O ponto fraco desta medida é que olhando para as actuais instituições europeias, para a forma patética como têm gerido a crise, para os egoísmos nacionais, e os desequilíbrios de poder, é difícil confiar no enquadramento europeu seja para o que for - principalmente nesta fase.


Em jeito de conclusão, parece-me que não existe nenhuma solução perfeita.
Parte do problema é o nosso desconhecimento sobre o futuro, e as consequências que a revolução da automação, já ao virar da esquina, trará. 
Assim, qualquer opção tem riscos, e a opção de ignorar o problema parece-me das mais arriscadas.

Não sei qual será a escolha da candidatura LIVRE/Tempo de Avançar, mas estou confiante que dentro de algumas décadas, em retrospectiva, a implementação do RBI vai parecer uma conquista tão elementar e essencial como o foram as jornadas de 12h, 10h e 8h, as férias e os fins-de-semana. 

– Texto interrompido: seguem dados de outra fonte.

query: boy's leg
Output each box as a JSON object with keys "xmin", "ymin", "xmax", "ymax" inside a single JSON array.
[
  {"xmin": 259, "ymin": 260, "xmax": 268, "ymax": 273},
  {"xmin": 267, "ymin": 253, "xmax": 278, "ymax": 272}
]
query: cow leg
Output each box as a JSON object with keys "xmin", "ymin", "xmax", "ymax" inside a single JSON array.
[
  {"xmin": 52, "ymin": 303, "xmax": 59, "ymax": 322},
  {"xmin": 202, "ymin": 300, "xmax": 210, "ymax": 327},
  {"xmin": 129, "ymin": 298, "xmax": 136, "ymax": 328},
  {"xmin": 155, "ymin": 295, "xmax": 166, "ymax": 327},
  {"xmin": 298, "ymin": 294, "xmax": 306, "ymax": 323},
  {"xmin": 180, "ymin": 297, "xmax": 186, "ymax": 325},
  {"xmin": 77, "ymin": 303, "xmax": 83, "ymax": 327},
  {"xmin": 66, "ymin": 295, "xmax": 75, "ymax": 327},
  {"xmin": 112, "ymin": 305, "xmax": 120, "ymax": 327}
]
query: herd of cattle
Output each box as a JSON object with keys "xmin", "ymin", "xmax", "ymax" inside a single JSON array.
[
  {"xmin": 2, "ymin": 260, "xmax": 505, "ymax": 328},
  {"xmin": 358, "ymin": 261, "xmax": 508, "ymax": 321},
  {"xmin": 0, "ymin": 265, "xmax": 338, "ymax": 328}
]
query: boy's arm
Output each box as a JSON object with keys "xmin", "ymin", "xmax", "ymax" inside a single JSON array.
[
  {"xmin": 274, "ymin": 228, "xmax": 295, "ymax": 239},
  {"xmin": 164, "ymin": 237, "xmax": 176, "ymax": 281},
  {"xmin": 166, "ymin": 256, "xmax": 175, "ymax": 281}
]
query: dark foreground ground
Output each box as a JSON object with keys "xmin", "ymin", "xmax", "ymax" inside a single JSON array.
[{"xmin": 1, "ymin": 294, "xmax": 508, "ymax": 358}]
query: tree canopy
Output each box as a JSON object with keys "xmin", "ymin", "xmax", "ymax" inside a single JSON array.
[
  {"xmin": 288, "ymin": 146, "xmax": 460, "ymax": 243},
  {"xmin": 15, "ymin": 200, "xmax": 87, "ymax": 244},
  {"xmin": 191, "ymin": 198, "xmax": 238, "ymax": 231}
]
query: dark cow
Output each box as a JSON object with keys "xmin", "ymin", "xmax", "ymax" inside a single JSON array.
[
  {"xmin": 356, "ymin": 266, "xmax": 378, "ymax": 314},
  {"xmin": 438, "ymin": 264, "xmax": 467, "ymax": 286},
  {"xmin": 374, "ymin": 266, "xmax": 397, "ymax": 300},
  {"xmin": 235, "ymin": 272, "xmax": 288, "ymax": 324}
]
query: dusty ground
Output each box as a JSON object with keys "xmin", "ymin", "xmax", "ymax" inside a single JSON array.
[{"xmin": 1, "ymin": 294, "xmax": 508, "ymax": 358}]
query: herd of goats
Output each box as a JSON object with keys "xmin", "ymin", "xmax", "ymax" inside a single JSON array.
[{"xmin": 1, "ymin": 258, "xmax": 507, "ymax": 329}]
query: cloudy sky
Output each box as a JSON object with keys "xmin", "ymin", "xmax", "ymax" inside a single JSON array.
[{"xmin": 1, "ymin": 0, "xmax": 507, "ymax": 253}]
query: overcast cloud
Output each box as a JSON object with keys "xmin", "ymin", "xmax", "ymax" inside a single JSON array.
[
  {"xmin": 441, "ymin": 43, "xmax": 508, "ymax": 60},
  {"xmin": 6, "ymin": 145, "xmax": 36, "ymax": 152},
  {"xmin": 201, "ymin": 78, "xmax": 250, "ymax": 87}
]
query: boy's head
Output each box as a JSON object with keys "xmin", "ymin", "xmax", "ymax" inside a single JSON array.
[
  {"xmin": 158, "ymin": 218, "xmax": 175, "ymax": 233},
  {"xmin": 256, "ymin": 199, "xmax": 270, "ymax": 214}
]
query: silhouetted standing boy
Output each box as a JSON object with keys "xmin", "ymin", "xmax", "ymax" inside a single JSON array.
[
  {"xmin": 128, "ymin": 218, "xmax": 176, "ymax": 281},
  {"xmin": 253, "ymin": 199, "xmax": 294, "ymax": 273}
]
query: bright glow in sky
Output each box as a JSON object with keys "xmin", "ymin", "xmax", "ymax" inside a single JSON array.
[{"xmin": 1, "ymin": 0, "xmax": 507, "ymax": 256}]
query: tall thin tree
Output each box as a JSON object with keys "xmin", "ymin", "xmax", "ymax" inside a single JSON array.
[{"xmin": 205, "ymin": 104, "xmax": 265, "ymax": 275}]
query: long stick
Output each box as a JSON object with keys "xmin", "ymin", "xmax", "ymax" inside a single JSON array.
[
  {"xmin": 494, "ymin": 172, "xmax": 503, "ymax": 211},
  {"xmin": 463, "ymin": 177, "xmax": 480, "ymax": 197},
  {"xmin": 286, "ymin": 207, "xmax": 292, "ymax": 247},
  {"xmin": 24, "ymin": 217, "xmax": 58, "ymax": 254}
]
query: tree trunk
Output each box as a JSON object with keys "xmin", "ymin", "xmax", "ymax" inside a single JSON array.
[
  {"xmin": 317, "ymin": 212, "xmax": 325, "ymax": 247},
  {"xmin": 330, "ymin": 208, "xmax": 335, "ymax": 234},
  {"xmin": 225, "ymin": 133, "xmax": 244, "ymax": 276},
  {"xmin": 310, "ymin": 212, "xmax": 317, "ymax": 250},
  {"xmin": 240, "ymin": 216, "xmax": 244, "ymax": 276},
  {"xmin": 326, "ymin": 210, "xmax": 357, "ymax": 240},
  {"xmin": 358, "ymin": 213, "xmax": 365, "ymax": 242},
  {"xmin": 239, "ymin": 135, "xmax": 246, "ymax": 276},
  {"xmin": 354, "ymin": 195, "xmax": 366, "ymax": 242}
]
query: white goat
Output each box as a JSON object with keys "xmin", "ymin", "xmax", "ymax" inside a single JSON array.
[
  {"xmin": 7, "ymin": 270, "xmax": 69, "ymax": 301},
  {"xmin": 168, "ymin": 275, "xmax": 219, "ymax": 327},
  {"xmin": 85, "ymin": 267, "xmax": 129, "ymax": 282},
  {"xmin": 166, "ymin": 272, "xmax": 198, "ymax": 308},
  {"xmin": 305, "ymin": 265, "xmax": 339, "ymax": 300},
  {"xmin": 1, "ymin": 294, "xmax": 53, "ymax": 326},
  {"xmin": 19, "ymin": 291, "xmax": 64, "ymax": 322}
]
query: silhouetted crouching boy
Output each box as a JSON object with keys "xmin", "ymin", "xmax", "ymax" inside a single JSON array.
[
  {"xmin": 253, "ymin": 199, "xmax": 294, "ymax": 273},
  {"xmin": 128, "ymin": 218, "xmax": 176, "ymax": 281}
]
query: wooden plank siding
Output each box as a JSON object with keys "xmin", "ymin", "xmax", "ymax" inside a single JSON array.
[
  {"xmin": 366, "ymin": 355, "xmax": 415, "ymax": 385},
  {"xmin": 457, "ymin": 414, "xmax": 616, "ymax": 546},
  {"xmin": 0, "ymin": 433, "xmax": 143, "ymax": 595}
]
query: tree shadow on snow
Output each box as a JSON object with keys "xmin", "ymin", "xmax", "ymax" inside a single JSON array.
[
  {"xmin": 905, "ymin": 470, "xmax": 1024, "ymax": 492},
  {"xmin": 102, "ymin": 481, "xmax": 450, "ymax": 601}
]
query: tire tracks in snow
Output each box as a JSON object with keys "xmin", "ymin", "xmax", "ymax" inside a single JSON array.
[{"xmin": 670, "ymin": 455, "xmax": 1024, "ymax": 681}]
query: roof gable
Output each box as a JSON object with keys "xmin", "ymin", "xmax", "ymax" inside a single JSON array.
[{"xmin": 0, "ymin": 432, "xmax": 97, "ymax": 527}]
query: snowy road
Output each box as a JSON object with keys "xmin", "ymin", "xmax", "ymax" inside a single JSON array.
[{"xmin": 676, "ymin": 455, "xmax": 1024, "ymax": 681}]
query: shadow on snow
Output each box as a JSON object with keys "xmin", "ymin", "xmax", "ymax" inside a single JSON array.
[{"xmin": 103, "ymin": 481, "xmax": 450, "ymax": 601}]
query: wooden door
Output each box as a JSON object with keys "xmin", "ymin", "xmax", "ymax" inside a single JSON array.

Oxalá se faça essa conquista com o mínimo de sofrimento e desperdício - precisamente o contrário da forma como a zona euro respondeu à crise das dívidas soberanas.

2 comentários :

João disse...

Muito bom :) Só falta, nas soluções, a impregnação de um princípio-guia pelo RBI na lei, como foi feito na Brasil.

Miguel Madeira disse...

O que quer dizer "a impregnação de um princípio-guia pelo RBI na lei"?